Soda-laced milk and tea can lead to anemia

Soda-laden milk and coffee beverages may help people lose weight, but researchers in Israel have found that they also may increase the risk of developing the rare blood disorder colitis. 

A new study, published in the New England Journal of Medicine, found that drinking tea and milk with milk or sugar significantly increased the risk for colitis in people who were already obese, while drinking a diet soda with milk and sugar did not. 

“The findings show that sugar-sweetened beverages are not only associated with increased consumption of sugar but also increased consumption and/or increased risk of colitis,” Dr. Yossi Luria, an associate professor at the Department of Nutrition and Food Science at Tel Aviv University, and his colleagues wrote. 

The study also found that people who drank the beverages for longer than one day were at increased risk for developing the disease.

The findings are based on data collected from more than 1,200 people over a 12-month period, all of whom had a diagnosis of colibacism, which is characterized by excessive consumption of sugars and fats and inflammation of the intestines. 

In addition to Luria’s research, he co-authored the article with Dr.

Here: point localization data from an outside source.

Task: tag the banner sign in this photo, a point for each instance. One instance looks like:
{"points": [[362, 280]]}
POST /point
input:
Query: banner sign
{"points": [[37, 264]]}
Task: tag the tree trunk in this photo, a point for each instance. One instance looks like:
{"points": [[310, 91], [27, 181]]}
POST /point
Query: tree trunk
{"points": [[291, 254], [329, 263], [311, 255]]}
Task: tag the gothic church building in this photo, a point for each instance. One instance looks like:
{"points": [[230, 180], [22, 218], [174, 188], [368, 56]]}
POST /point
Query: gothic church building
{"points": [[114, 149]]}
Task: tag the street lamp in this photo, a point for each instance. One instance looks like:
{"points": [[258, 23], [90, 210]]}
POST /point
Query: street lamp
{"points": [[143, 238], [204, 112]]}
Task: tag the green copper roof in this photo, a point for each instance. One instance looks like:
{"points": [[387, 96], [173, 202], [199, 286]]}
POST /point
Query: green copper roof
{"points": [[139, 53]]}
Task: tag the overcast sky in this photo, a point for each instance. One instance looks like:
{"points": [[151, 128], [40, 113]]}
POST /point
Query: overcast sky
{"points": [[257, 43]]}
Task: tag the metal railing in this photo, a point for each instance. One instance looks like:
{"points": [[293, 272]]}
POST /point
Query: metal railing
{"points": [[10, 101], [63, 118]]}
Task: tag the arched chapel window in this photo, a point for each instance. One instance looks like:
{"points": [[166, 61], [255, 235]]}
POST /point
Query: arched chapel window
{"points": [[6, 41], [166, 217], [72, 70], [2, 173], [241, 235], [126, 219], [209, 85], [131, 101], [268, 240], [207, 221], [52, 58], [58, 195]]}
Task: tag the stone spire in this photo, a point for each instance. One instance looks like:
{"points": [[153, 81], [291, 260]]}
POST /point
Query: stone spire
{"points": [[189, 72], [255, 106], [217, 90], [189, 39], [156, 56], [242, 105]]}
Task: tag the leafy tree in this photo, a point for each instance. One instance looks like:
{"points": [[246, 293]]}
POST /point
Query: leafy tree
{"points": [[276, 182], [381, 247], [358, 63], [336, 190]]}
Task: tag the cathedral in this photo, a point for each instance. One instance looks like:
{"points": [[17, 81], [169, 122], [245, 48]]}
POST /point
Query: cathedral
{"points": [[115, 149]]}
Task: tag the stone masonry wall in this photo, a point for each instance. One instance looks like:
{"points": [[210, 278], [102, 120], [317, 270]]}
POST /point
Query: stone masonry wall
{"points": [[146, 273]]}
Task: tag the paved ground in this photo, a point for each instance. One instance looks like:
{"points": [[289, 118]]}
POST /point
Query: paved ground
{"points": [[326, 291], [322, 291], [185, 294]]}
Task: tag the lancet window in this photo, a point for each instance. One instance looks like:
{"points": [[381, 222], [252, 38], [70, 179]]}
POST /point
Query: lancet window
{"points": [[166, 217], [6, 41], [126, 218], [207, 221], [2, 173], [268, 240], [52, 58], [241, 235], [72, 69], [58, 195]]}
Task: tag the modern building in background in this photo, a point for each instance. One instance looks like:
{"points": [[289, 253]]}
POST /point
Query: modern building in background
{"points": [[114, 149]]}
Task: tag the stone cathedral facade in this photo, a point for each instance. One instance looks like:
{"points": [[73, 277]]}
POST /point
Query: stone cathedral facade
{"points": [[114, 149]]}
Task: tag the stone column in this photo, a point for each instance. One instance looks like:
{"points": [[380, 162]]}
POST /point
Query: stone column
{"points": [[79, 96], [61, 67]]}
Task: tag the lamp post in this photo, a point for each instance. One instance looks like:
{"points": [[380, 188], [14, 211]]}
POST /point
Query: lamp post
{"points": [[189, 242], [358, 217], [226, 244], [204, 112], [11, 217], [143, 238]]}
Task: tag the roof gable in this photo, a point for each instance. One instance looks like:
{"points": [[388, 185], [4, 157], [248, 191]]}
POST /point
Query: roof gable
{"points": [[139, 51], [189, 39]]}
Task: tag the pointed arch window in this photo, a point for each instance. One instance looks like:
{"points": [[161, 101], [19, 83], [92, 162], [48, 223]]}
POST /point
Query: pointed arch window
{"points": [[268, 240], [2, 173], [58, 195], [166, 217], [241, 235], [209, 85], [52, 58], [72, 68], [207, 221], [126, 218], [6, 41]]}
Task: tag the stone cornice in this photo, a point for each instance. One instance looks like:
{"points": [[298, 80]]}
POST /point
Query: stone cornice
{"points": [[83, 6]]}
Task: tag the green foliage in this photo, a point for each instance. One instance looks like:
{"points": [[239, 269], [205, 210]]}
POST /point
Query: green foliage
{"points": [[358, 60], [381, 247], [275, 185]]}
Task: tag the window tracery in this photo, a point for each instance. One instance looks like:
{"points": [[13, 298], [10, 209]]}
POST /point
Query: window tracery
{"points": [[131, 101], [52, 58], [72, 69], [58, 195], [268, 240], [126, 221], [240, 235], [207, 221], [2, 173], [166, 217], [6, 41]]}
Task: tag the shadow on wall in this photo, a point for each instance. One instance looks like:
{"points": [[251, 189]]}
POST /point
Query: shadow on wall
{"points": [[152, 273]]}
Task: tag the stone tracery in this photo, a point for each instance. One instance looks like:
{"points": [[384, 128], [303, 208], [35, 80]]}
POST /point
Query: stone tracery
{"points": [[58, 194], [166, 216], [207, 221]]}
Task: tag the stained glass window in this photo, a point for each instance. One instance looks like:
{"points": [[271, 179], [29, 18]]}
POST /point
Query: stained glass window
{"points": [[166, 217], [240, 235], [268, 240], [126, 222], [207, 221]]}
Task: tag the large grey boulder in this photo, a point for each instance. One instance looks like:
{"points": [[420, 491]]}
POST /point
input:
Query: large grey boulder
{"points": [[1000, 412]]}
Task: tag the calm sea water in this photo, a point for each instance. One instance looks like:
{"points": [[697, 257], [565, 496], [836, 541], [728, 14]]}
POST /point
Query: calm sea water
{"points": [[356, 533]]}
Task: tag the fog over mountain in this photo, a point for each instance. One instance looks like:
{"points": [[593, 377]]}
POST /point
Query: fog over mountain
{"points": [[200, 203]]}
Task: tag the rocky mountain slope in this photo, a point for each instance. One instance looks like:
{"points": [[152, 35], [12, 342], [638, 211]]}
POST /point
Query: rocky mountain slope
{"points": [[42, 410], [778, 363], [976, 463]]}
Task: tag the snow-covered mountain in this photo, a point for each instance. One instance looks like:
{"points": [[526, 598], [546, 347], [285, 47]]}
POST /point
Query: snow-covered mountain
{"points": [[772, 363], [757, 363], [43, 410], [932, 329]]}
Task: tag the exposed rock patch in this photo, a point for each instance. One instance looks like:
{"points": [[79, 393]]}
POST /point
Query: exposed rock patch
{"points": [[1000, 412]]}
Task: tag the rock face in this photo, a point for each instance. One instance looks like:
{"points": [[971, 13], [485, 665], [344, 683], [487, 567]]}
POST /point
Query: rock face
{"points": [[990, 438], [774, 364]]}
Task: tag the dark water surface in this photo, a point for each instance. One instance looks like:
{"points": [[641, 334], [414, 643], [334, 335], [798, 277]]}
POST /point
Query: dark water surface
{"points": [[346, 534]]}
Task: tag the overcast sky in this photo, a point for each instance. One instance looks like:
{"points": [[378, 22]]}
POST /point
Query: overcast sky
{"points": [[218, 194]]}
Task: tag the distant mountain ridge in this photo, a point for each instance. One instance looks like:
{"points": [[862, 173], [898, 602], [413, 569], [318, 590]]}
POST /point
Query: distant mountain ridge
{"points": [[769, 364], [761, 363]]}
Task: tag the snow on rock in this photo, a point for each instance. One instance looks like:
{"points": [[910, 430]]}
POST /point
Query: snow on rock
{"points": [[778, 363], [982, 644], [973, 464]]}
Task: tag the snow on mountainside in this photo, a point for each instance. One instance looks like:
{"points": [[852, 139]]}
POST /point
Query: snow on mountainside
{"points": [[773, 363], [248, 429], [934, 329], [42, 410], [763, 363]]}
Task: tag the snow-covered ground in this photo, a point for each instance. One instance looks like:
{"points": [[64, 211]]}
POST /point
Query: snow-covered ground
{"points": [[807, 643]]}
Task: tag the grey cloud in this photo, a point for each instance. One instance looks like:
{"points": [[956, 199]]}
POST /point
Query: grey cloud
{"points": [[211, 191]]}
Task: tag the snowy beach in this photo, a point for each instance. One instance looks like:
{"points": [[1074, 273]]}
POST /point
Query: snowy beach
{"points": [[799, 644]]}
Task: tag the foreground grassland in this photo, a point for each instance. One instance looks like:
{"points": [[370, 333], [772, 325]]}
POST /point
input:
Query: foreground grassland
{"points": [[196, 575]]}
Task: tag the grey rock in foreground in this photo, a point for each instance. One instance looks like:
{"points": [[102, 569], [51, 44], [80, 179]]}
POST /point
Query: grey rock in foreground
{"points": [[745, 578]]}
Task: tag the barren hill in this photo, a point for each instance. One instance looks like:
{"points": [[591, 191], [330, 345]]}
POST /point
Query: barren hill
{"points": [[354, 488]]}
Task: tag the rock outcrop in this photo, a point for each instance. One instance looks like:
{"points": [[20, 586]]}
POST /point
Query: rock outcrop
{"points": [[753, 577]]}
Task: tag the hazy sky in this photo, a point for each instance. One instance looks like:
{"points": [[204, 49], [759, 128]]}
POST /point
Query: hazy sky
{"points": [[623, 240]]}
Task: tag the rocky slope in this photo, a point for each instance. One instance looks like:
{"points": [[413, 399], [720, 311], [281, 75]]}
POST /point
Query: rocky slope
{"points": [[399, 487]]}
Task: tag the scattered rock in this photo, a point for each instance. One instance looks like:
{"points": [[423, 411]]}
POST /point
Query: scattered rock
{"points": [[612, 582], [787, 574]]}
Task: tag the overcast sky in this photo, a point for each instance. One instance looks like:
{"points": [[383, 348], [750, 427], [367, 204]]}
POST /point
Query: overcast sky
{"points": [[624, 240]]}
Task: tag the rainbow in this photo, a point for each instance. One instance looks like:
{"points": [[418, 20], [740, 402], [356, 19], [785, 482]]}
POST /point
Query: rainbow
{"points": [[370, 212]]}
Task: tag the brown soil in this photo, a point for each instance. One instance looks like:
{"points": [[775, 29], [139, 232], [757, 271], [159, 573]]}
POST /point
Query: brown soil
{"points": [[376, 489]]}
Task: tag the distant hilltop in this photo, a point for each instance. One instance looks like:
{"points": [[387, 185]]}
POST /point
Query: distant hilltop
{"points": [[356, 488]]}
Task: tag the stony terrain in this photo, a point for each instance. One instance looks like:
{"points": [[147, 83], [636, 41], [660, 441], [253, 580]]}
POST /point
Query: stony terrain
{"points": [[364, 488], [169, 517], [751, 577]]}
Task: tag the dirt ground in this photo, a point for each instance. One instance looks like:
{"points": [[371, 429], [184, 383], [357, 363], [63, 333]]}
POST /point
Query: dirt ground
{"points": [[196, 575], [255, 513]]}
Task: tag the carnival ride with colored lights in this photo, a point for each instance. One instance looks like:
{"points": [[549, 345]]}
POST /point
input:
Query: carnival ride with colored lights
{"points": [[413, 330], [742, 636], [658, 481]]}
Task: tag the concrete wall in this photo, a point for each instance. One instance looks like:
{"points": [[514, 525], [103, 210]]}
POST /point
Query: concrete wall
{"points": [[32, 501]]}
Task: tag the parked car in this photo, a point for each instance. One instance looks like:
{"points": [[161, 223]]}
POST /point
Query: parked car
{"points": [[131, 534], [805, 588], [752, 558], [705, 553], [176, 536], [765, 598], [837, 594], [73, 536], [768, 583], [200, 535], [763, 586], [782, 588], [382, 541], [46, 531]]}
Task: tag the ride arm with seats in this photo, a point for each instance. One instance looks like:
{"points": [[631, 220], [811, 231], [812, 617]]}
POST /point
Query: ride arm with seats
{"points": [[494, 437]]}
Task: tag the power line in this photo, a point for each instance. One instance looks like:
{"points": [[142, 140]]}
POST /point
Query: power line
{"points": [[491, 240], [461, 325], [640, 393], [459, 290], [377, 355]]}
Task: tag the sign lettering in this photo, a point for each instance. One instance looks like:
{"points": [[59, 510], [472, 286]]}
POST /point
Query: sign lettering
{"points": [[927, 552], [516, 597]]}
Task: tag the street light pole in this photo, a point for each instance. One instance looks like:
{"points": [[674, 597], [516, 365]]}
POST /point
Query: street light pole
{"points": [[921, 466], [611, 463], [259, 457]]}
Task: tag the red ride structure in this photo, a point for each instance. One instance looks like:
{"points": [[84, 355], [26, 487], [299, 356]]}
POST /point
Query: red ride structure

Shlomo Galil, an assistant professor of nutrition and clinical nutrition at the Sackler Faculty of Medicine at Hebrew University.

They found that a diet of either regular or diet soda, both of which are made with artificially sweetened milk and/and sugar, were associated with a higher risk for both colibacia and colitis, with the intake of diet soda and regular soda increasing the risk by 1.4 percent and 4.4, respectively. 

Luria said that in order to get a “nutritional benefit” from these drinks, they should be reduced in their sugar content.

“The higher the sugar content of diet drinks, the more you are increasing your risk for inflammation, which in turn increases your risk of chronic disease,” Luria said.

“It is also important to keep in mind that the sugar you consume is not the real source of this inflammation.

The real source is the diet.”

Luria and Galil said that their results were not surprising, since the beverage industry has long promoted its health benefits.

“This is an industry that has tried to portray its products as being healthy, as being safe, as having all the benefits that you might expect from a diet beverage,” Galil told ABC News.

“There is a very strong message that diet drinks are healthy and that they are good for you.”

A spokeswoman for Coca-Cola Company told ABCNews.com that the company is not aware of any health concerns associated with Diet Coke. 

More than 1.2 billion people in the world currently consume Diet Coke each day, according to a survey from Nielsen Media Research.